For simplicity, we will choose only a handful of properties and methods. Project model is defined in Swagger like this:
"Project": { "id": "Project", "description": "A single project model", "properties": { "name": { "type": "string", "description": "name of the project", "required": true }, "description": { "type": "string", "description": "description of the project" }, "avatar": { "type": "string", "description": "URL to the image representing the project avatar" }, "owner": { "type": "string", "description": "unique id of the projects' owner", "required": true }, "members": { "type": "array", "description": "array of unique ids of project members", "items": { "type": "string" } } }
Users are provided by another service and have the following model, defined the same way:
"User": { "id": "User", "description": "A single user model", "properties": { "id": { "type": "string", "description": "unique user id", "required": true }, "name": { "type": "string", "description": "user name", "required": true }, "email": { "type": "string", "description": "user email", "required": true }, "picture": { "type": "string", "description": "thumbnail picture of the user" } } }
The key to the proposed solution lies in Swagger’s feature that allows the composite API document to be composed of APIs coming from multiple places. The entry point to the document definition will look like this:
{ "apiVersion":"1.0", "swaggerVersion":"1.2", "apis":[ { "path": "http://localhost:3000/api-docs/projects.json", "description":"Projects" }, { "path": "http://localhost:3001/api-docs/users.json", "description":"Users" } ], "info":{ "title":"30% Turtleneck, 70% Hoodie API Example", "description":"This API doc demonstrates how API definitions can be aggregated in a micro-service system, as demonstrated at <a href=\"http://dejanglozic.com\">http://dejanglozic.com</a>." } }
Each API group with its set of endpoints can be sources from a different URL, allowing us the flexible solution to provide this resource by the actual micro-service that owns that API portion.

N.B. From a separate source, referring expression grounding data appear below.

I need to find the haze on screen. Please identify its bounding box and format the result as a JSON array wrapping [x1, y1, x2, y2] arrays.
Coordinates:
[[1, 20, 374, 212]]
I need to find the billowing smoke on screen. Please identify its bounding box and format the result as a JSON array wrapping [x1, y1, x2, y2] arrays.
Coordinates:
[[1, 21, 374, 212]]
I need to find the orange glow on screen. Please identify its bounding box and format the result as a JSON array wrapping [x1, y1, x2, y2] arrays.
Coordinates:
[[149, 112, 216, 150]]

Each individual API document will list the endpoints and resources it handles. For each endpoint and verb combination, it will list parameters, request/response bodies, as well as data models and error responses. This and much more is fully documented in Swagger 1.2 specification.

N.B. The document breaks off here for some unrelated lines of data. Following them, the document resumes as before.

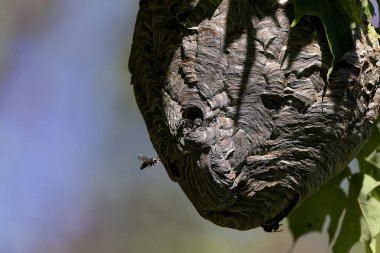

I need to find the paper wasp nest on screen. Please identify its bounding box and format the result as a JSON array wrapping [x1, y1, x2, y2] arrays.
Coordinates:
[[129, 0, 380, 230]]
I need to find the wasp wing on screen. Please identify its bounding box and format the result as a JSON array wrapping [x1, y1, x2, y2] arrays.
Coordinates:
[[137, 154, 150, 162]]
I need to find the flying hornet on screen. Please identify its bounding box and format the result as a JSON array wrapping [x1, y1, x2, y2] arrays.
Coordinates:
[[137, 154, 161, 170]]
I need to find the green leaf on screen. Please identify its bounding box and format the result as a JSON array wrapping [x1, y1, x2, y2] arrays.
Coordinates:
[[358, 175, 380, 240], [367, 0, 376, 17], [292, 0, 355, 67], [362, 0, 380, 39], [288, 169, 350, 242], [366, 150, 380, 170], [363, 0, 375, 20], [359, 217, 375, 253], [356, 119, 380, 253], [332, 173, 363, 253]]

{ "path": "/users/{id}", "operations": [ { "method": "GET", "summary": "Returns a user profile", "notes": "Implementation notes on GET.", "type": "User", "nickname": "getUser", "authorizations": {}, "parameters": [ { "name": "id", "description": "Unique user identifier", "paramType": "path", "type": "string" } ], "responseMessages": [ { "code": 404, "message": "User with a provided id not found" } ] } ] }
Swagger handles most of its specification through the parameter list, which is fairly clever. In addition to query parameters, they can be used to define path segments, as well as request body for POST, PUT and PATCH. In addition, request and response body schemas are linked to the model specifications further down the document.
Needless to say, I skipped over huge swaths of the specification dealing with authentication. Suffice to say that Swagger specification currently supports basic Auth, API key and OAuth 2 as authentication options.
At this point of the article, I realized that I cannot show you the actual JSON files without making the article long and unwieldy. Luckily, I also realized I actually work for IBM and more importantly, IBM DevOps Services (JazzHub). So here is what I have done:
The entire Node.js app is now available as a public project on DevOps Services site:
Once you explored the code, you can see it running in IBM Bluemix. You can drill into the Swagger API UI (despite what the UI is telling you, you cannot yet ‘Try it’ – the actual API is missing, this is just a doc; for a real API, this part will also work).
I hope you agree that showing a running app is better than a screenshot. From now on, I will make it my standard practice to host complete demo apps in DevOps Services and run them in Bluemix for your clicking pleasure.